Methane hydrate deposits are vast potential energy source; researchers had problems with a consistent flow of thawed gas
Apr 16, 2008 04:25 PM
THE CANADIAN PRESS
A remote drilling rig high in the Mackenzie Delta has become the site of a breakthrough that could one day revolutionize the world's energy supply.
For the first time, Canadian and Japanese researchers have managed to efficiently produce a constant stream of natural gas from ice-like gas hydrates that, worldwide, dwarf all known fossil fuel deposits combined.
"We were able to sustain flow," said Scott Dallimore, the Geological Survey of Canada researcher in charge of the remote Mallik drilling program. "It worked."
For a decade now, Dallimore and scientists from a half-dozen other countries have been returning to a site on Richards Island on the very northwestern tip of the Northwest Territories to study methane gas hydrates.
A hydrate is created when a molecule of gas – in this case, methane or natural gas – is trapped by high pressures and low temperatures inside a cage of water molecules. The result is almost – but not quite – ice. It's more like a dry, white slush suffusing the sand and gravel 1,000 metres beneath the Mallik rig.
Heat or unsqueeze the hydrate and gas is released. Hold a core sample to your ear and it hisses.
More significant is the fact that gas hydrates concentrate 164 times the energy of the same amount of natural gas.
And gas hydrate fields are found in abundance under the coastal waters of every continent. Calculations suggest there's more energy in gas hydrates than in coal, oil and conventional gas combined.
Getting that energy to flow consistently and predictably, however, has been the problem. Using heat to release the gas works, but requires too much energy to be useful. Researchers have also been trying to release the methane by reducing the pressure on it.
Last month, the Mallik team became the first to use that method to get a steady, consistent flow.
"That went really well," said Dallimore. "We definitely demonstrated that these hydrates are responsive enough that you can sustain flow.
"We were able to take conventional technologies, modify them, and produce. That's a big step forward."
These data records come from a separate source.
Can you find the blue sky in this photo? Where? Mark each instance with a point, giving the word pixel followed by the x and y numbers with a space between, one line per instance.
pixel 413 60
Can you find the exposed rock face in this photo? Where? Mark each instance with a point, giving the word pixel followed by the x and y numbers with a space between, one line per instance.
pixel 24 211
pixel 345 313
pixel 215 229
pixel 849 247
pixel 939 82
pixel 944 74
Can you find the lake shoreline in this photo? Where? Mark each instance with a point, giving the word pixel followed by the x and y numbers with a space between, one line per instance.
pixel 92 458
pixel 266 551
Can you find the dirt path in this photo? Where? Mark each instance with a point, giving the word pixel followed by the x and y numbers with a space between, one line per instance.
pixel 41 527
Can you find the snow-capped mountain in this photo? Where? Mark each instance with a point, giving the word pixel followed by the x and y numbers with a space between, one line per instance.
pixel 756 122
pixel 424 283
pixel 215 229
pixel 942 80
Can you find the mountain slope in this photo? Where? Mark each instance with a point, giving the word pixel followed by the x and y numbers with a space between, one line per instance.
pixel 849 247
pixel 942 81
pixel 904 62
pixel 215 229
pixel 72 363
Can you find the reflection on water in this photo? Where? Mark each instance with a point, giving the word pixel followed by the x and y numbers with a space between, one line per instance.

Although countries including India, China, Japan and the United States have undertaken major programs to identify gas hydrate fields, it's the first step in years toward making them productive.
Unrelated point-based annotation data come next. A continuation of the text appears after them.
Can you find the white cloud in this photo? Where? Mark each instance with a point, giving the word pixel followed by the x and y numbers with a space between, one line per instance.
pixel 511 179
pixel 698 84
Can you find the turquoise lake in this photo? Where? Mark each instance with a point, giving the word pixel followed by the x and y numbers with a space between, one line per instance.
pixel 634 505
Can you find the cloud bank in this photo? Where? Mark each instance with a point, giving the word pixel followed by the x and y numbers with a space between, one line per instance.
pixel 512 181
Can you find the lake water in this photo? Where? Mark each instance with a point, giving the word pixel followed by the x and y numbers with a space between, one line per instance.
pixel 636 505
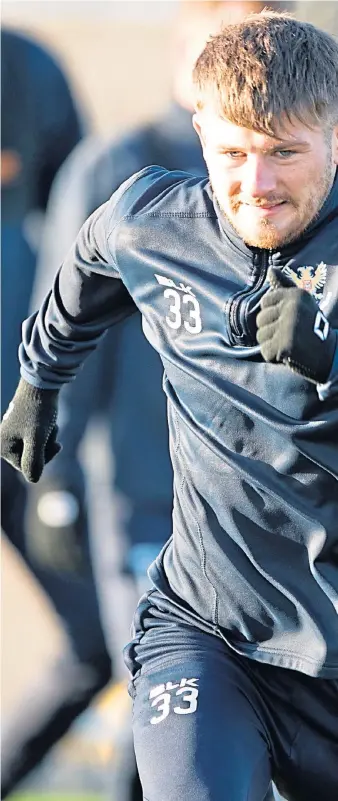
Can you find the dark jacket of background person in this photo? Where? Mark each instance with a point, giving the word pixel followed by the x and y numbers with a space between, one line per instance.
pixel 40 126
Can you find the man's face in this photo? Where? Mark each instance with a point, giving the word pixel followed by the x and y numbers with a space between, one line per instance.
pixel 270 188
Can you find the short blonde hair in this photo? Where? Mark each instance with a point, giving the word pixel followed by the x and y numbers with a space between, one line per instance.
pixel 267 68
The Mallik well produced fire from ice for six days at a rate lower than conventional gas but about equivalent to a coalbed methane well, Dallimore said.
This year's results prove the basic idea works, he said. The next step is a full-scale pilot project with every consideration that goes into a commercial production rig, including safety and environmental concerns, and questions regarding how much water and sediment are produced per unit of gas.
Dallimore suggests that as conventional natural gas prices increase and supplies diminish, gas hydrates could offer an alternative. They also emit less greenhouse gas than oil or coal.
So far, no Canadian agency is planning a full gas hydrate pilot project.
But Japan is planning one using data from the Mallik project. The United States Geological Survey is trying to start one with other agencies and energy companies.
"Everybody agrees this is what we need to do. It's just (a question of) where," said Brenda Pierce of the U.S. survey. "We're trying to look at doing this on the north slope of Alaska."
Commercial production of natural gas from hydrates is still a few years off, said Dallimore – but perhaps not too far off.
"This stuff may fit into that medium- to longer-term world for North America. For countries like Japan and North Korea, where they have no conventional resources, it may come up quicker."